Although the flanges 17 are both sides of the sleeve 13 with interposing the through hole 43 therebetween as shown in FIGS. 4 to 6, the sleeve 13 can be made by a one-chucking process together to form the flanges 17 and other portions at one time with low cost. Therefore, distance between the end 19 and the flanges 17 can be finished with extremely high accuracy.

Next, advantages of the tilting plate type compressor 1 that is configured as described above will be explained.
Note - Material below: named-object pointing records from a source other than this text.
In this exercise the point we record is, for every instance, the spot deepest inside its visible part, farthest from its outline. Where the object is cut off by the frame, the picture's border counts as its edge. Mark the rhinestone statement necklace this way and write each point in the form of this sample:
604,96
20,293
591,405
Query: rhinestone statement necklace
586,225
Since the position of the sleeve 13 is fixed by contacting the flanges 17 with the stopper 15, the diameter of the sleeve 13 can be made smaller than that of a conventional one and thereby downsizing can be achieved. Therefore, growing large of the journal 45 and the tilting plate type compressor 1 itself can be prevented and excessive discharging due to positioning fluctuation of the pistons 7 can be prevented.

Since the flanges 17 of the sleeve 13 are contacted with the stopper 15, contacting noise can be made smaller than that in a conventional one and adhesion of the sleeve 13 and the stopper 15 can be reduced. In addition, resistance when increasing the discharge amount can also be prevented.

Since the end 19 of the sleeve 13 is made entered into the recess 21 of the stopper 15, the tilting plate type compressor 1 can shorten its axial length by this entered amount and thereby can be downsized.

Since distance between the end 19 and the flanges 17 can be finished with extremely high accuracy, fixing position of the sleeve 13 (the tilting plate 5) can be controlled with high accuracy to control the discharge amount with high accuracy.

Note that the present invention is not limited to the above-explained embodiments and can take various modification within a technical scope of the present invention.

For example, the flanges 17 of the sleeve 13 can be formed only with portions to be contacted with the stopper 15 as shown in FIG. 9. Therefore, its manufacturing cost can be reduced.